Sample size determined to be met if within 5%.
Unadjusted/least-adjusted P value reported.
Target sample size for total study = 240: 4 groups of 60 per group.
Primary outcome was binary indicator of whether a child had reduced delay in 2 or more child development domains of the ASQ. These domains are provided.
The original sample size was revised down in a protocol amendment.
Protocol was amended to change the primary outcome from a percentage change to a point change.
A per-protocol analysis was explicitly selected for methodological reasons.
Sample size calculation estimated that a sample size of 200 (100 per group) was required; however, sample was reduced because of funding constraints.
Xia 2021 reported a statistically significant adjusted P value of .048 for this outcome; however, the detected effect size was below their anticipated 4-point change.
Xia 2021 reported a finding on this outcome according to their adjusted P value of .004.
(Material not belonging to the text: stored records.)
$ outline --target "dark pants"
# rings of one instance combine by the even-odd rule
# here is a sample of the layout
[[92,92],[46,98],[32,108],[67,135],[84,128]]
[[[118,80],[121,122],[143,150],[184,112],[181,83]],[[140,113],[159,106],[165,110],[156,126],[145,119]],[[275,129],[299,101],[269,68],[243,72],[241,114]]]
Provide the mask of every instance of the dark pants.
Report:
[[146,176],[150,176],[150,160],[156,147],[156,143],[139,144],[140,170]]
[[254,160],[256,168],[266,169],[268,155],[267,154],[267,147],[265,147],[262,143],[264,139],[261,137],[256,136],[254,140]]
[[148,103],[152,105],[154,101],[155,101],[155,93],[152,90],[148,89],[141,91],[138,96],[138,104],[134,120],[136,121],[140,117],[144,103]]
Participants, Interventions, Comparators, and Outcomes
Most studies (n = 17) recruited infants from high-risk populations, including preterm and/or low birth weight infants; infants with birth asphyxia; infants diagnosed with a range of conditions such as hydrocephalus, respiratory failure, HSV disease, or hypoglycemia; or those scheduled for inguinal herniorrhaphy. In contrast, 4 studies recruited healthy infants (Table 1). The 21 studies aimed to recruit 9048 participants in total, with individual study sample sizes ranging from 46 to 2112 participants (Table 2).
A variety of interventions was studied, broadly categorized into nutritional supplements (n = 7), behavioral interventions (n = 5), procedural interventions (n = 5), and drug interventions (n = 4) (Table 1). Because of the diversity of study interventions investigated, the intervention details, comparator, age at onset, and intervention duration varied widely.
Outcome assessment tools used were the Bayley Scales of Infant and Toddler Development (BSID, n = 18), Ages and Stages Questionnaire (ASQ, n = 2), and Wechsler Preschool and Primary Scale of Intelligence (n = 1) (Table 2). Among studies that administered the BSID, 6 used the BSID-II and 12 used the BSID-III. There was substantial variability among studies as to the number and range of neurodevelopmental domains used for the primary outcome. Ten of the 21 studies reported a single domain/composite score as the primary outcome. The remainder of studies elected the primary outcome to encompass >1 developmental domain/composite score (eg, cognitive, motor, and language composite scores of the BSID-III, or both the mental and psychomotor developmental indexes of the BSID-II) (Table 2). This resulted in a total of 38 trial outcomes/results reported across all studies. Study primary endpoints ranged from 12 months to 5 years and 4 months of age, with the majority following up at either 12 (n = 7 of 21) or 24 (n = 5 of 21) months of age (Table 2). One study29 specified 2 primary outcome time points (12 and 24 months).
Methodologic Quality
Overall, 8 of the 21 studies (38%) were rated as high risk of bias in at least 1 domain, resulting in an overall high risk of bias assessment (Fig 2). Missing outcome data were the most common source of bias identified in high-risk studies, followed by deviations from the intended interventions. A further 7 studies (33%) were rated to have some concerns, often related to risk arising from deviations from the intended interventions. Six studies (29%) had low risk of bias across all domains.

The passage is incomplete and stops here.